Daily Mail

THE ROAD TO TITLE GLORY

- JONATHAN McEVOY

A FALSE START DOWN UNDER

IT WAS put to Toto Wolff that Mercedes would begin the season in Melbourne as favourites for the world title. Word from Italy was that Ferrari had endured a terrible pre-season. Wolff played his team’s chances down. Nobody believed him. And another team principal sitting next to him pulled a face behind Wolff’s back to indicate he thought Mercedes would have it all their own way. Hamilton underlined that possibilit­y with a pole lap 0.7sec ahead of the red cars, only for a miscalcula­tion in the race to hand Sebastian Vettel the win.

VETTEL’S MISTAKES COST FERRARI

BUT the idea that Ferrari were second best did not stand up to scrutiny. They had the faster car but the early results were inconseque­ntial. Soon a theme was emerging: Vettel’s (right) selfinduce­d errors. His overexuber­ance in the Azerbaijan Grand Prix, running wide and slipping down to fourth after attempting to take the lead off Valtteri Bottas. Hamilton went on to win when Bottas’s tyre exploded. Vettel’s mistake was one of eight that would undermine his championsh­ip challenge.

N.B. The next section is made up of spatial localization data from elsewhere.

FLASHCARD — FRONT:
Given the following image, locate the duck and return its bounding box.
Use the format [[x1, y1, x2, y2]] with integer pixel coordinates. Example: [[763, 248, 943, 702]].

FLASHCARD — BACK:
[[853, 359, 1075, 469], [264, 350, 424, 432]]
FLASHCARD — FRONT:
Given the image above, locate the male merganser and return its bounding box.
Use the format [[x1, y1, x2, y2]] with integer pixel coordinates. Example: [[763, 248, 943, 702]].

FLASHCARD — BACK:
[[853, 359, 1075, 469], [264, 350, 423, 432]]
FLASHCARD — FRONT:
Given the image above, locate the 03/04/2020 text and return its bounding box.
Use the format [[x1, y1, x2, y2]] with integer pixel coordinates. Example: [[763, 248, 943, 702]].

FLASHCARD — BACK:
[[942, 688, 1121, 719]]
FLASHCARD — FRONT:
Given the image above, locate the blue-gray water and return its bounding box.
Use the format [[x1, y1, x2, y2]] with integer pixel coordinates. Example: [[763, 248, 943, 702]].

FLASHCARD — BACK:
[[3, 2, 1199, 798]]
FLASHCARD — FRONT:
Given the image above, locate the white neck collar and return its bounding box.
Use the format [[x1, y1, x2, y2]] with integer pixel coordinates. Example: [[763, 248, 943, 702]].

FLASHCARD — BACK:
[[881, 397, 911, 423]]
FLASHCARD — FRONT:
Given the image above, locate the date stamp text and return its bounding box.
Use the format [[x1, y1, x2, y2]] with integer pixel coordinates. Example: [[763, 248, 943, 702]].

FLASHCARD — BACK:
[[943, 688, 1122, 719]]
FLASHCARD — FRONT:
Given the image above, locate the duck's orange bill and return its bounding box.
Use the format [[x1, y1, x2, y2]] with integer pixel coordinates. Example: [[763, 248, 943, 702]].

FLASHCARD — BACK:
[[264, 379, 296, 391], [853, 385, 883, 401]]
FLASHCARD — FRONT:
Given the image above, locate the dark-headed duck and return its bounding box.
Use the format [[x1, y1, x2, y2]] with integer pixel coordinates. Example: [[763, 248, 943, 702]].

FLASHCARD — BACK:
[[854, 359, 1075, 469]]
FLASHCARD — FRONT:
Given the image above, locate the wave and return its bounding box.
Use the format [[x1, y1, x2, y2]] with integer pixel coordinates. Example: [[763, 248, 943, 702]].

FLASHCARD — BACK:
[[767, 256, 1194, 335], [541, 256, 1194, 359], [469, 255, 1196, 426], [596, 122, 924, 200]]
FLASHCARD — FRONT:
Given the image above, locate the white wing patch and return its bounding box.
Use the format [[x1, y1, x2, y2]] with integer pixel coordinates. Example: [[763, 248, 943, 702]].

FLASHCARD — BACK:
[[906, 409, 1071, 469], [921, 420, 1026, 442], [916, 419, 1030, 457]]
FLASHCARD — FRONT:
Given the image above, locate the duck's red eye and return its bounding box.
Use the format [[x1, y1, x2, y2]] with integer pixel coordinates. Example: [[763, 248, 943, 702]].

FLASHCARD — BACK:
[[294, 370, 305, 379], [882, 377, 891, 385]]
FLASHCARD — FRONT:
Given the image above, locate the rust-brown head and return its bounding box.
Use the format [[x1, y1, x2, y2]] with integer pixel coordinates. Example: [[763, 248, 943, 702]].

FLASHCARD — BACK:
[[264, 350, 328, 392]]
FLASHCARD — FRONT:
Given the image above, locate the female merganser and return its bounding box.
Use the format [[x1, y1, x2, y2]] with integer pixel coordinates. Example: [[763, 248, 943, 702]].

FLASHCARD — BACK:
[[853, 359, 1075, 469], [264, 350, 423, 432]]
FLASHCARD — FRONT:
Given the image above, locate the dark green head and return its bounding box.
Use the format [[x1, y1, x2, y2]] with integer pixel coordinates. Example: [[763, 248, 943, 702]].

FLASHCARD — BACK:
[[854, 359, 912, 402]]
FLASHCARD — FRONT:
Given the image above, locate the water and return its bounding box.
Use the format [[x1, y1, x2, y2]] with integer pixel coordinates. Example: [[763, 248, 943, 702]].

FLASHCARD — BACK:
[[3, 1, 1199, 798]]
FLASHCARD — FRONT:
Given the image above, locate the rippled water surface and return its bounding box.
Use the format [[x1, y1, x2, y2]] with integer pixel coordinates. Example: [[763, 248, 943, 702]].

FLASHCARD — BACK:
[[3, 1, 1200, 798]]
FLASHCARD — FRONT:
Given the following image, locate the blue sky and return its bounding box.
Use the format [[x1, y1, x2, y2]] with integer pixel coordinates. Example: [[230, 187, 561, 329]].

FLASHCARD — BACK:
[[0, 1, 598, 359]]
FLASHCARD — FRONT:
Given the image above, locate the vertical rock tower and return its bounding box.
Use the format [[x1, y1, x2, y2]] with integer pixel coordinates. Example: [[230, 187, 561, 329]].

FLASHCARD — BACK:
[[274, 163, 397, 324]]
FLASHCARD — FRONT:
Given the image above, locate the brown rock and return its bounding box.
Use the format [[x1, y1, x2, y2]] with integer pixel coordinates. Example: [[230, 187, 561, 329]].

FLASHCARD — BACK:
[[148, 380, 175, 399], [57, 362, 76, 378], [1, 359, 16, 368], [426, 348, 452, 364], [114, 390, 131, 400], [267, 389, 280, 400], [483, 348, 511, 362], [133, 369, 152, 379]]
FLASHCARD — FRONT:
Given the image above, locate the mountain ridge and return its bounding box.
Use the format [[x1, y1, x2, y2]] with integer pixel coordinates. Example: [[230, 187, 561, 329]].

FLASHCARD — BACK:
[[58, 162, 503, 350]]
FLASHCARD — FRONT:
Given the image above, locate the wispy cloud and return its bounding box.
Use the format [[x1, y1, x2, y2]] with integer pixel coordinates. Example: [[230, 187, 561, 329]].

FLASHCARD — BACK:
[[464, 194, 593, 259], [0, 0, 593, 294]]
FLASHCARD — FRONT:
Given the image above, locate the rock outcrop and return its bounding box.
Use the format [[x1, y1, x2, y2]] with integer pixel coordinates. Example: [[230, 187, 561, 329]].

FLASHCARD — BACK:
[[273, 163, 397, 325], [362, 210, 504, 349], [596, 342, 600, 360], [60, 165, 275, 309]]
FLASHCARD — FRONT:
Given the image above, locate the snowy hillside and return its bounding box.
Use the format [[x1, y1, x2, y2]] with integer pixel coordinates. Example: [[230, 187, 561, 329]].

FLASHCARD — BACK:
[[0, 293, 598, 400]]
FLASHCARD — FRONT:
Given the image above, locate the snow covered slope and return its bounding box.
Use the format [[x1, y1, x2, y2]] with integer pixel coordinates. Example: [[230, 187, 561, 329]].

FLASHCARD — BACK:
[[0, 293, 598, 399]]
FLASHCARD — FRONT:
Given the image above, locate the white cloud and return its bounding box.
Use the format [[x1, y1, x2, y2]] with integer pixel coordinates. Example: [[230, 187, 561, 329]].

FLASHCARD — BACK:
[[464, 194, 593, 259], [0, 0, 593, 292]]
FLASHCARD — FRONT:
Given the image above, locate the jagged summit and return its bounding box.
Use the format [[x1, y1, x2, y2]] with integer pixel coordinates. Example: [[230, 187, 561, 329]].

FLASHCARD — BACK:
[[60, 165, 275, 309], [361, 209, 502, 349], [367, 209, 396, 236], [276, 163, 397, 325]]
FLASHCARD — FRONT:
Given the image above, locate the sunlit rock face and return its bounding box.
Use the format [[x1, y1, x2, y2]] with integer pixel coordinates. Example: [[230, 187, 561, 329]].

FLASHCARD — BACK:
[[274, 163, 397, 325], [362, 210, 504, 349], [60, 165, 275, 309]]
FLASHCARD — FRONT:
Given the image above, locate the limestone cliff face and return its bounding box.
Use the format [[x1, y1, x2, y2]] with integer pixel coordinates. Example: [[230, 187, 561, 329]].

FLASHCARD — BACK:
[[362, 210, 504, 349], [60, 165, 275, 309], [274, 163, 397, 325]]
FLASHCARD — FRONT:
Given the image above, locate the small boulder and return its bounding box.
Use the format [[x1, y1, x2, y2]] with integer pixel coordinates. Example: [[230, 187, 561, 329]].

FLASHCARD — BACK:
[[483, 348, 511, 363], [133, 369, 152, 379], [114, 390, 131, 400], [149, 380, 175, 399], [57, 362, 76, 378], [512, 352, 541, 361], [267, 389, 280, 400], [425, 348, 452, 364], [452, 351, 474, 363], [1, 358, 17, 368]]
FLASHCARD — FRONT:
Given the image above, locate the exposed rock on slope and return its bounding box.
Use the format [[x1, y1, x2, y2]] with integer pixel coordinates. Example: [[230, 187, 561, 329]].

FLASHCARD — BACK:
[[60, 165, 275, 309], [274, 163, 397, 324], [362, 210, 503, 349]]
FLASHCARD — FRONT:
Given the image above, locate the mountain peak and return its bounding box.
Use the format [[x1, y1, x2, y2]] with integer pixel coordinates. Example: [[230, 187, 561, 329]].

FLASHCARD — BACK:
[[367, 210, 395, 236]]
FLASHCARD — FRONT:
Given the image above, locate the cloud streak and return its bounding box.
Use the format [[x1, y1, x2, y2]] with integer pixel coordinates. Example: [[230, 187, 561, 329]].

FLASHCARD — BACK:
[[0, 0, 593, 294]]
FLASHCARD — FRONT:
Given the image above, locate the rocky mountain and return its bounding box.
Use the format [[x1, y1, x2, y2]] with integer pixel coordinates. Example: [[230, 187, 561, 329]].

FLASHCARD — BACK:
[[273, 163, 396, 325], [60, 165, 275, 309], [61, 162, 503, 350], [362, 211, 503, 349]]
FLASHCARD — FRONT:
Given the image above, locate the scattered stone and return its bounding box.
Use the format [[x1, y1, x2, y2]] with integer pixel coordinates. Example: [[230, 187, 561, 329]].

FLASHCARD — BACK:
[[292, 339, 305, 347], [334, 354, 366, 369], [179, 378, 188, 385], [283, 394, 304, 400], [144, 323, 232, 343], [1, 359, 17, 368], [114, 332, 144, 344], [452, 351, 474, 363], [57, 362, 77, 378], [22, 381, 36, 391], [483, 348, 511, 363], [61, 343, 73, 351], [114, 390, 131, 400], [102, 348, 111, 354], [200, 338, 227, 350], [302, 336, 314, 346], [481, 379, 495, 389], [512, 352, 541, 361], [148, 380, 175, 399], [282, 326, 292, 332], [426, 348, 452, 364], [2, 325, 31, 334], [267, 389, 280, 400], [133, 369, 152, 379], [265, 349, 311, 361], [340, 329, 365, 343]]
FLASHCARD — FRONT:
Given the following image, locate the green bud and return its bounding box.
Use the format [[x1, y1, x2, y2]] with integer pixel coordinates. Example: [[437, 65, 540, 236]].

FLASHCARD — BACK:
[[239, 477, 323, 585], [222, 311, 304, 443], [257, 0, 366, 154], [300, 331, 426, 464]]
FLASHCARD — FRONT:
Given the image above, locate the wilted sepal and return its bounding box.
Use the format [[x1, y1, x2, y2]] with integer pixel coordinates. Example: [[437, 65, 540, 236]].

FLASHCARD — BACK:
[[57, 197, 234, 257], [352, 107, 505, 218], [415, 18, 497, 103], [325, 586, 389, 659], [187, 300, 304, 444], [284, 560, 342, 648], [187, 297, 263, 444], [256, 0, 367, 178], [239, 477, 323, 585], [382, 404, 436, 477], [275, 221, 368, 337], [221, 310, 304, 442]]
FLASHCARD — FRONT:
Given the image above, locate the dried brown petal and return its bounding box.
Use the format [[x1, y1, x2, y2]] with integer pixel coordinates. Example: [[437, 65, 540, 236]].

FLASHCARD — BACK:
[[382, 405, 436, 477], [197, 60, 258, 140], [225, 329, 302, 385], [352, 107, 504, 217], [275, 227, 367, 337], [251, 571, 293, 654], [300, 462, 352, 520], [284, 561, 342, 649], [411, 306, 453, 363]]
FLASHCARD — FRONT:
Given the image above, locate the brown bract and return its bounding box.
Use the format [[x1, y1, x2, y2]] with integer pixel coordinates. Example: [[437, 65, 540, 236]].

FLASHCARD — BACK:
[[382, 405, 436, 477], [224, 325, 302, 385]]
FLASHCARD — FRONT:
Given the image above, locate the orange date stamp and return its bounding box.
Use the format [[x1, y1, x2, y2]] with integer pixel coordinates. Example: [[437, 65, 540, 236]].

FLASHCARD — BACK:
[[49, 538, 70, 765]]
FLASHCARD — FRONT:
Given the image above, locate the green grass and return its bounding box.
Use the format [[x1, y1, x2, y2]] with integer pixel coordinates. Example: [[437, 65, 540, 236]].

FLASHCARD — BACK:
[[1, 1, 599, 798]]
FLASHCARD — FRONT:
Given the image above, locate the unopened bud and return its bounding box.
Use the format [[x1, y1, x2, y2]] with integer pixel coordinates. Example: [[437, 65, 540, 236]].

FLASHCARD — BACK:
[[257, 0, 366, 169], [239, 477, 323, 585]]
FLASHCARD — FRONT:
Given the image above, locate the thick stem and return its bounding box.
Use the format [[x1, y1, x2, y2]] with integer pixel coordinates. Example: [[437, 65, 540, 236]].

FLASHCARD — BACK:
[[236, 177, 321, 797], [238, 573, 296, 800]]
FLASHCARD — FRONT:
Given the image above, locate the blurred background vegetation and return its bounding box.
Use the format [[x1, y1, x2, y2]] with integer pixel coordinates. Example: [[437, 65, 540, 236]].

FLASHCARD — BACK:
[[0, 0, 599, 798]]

RAIN SPEEDS UP SEB’S SLIDE

THE 11th race of 21, at Hockenheim, and the pendulum swings decisively. When rain starts to fall, Vettel veers into the sand at Sachs Kurve. ‘It was a small mistake but had a big impact on the race,’ says the German, who saw Hamilton come from 14th on the grid to triumph. Trailing by eight points going into the weekend, the Briton was 17 ahead afterwards. With one race before the summer break remaining, in Hungary. Hamilton was dominant in wet qualifying conditions while Vettel was wary. Pole for Hamilton, the race win and the title impetus followed.

A CRUSHING BLOW FOR THE TIFOSI

HAMILTON’S post-summer break form was blistering. Another great qualifying lap at the Belgian GP, though not the win, was followed by four consecutiv­e victories. Two concussive blows were delivered in Italy and Singapore. Vettel tangled with Hamilton on the first lap at Monza, damaging his car and putting him to the back of the field. Hamilton passed Kimi Raikkonen (above) to take the lead and the win in front of the Ferrari fans. It was crushing for Vettel on his team’s home track.

ECHOES OF SENNA IN SINGAPORE

THEN at night around the illuminate­d track of the city state, Hamilton again made a mockery of supposed Ferrari dominance with a pole lap more than 0.6sec faster than Vettel. ‘It’s stardust,’ said Wolff, lost for an explanatio­n of his man’s speed that arguably eclipsed even Ayrton Senna’s qualifying mastery. ‘It fitted together like a jigsaw,’ said Hamilton of the lap of his life. Nobody but Lewis could make a moral claim for the title from that moment on.

IT’S ALL OVER BAR THE SHOUTING

CLEARLY all was not well within Ferrari, and Vettel took the malaise to heart. Whereas the bond between Hamilton and his engineers grew stronger. So at the Japanese Grand Prix three weeks ago, Vettel tried to force the issue with a needless move on Max Verstappen and crashed. He fought back to sixth but had lost 75 points to Hamilton in seven rounds. And that was virtually that.